Tulip Protocol sees Wave 1 of the Whirlpools Builders Program as an interesting opportunity to grow its product line across the Solana DeFi ecosystem. They are proud to be a part of Orca’s mission to assist developers that create unique products.
A New Farm
Tulip Protocol has collaborated with Orca to develop focused liquidity vault techniques that minimize divergence loss and reward auto-compounding.
The vault employs a hybrid auto-compounding and rebalancing technique that allows user deposits to be classified into a limited number of tick ranges. This combines the compounding of liquidity provision rewards and the control of price/tick ranges within a pre-defined era.
In their backend, they’ve also included a new tool called “Autoswap,” which is powered by Jupiter Aggregator. This enables users to deposit uneven assets into the LP, and our backend will automatically exchange them to balance out before generating the LP, eliminating the need to browse into an AMM. Users will enjoy a one-click method to enjoy long-term yield with this vault.
How does this Work?
If the pair’s actual price reaches a threshold inside the specified price/tick range, the vault eliminates the liquidity until the next epoch. This enables the approach to handle Impermanent Loss, an issue for concentrated liquidity pools, particularly when one of the paired assets is volatile.
It is important to understand the different types of concentrated liquidity strategy vaults and how they are manage.
Vaults are Classified into Three Types: stable, pseudo-stable, and non-stable, each with its own set of concerns.

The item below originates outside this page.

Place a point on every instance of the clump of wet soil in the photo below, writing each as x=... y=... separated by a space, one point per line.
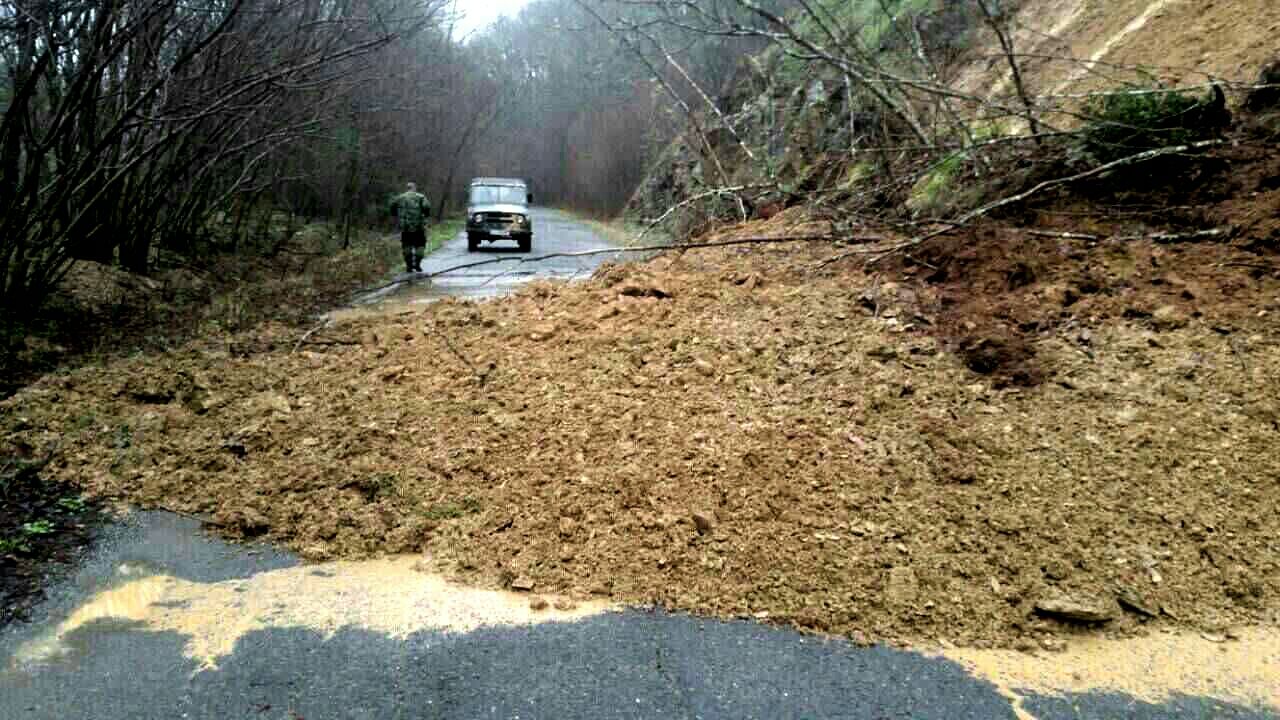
x=740 y=434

- Pure stable vaults: both paired assets are stablecoins. This category includes pairs like USH/USDC, USDH/USDC, USDT/USDC, UXD/USDC, etc. Pure stable vaults are typically managed using a strict strategy, which rebalances the position once the current tick index changes from the tick index that was active when the position created.
- Pseudo stable vaults: theoretically trade/pegged at price ratios similar to stable swaps, but paired assets aren’t price stable. This category includes pairs like SOL/stSOL, SOL/mSOL, etc. Pseudo stable vaults are usually managed using a midpoint strategy, which rebalances the position when the tick index changes by more than 50% from the tick index which was active when the position was created.
- Non-stable vaults: only one asset is stable, or neither paired assets are price stable. This category includes pairs like SOL/USDC, SOL/DUST, etc. Non stable vaults are typically manage using a variable strategy, which rebalances the position when the current tick index changes by X or more from the tick index which was active when the position created.
About Tulip Protocol
Tulip Protocol, the first yield aggregation platform, built on Solana with auto-compounding vault strategies.
About Orca
Orca is the easiest way to exchange cryptocurrency on the Solana blockchain. Users can exchange tokens with minimal transaction fees. And lower latency than any DEX on Ethereum, all while knowing that you’re getting a fair price. Additionally, users may provide liquidity to a trading pool to earn a share of trading fees.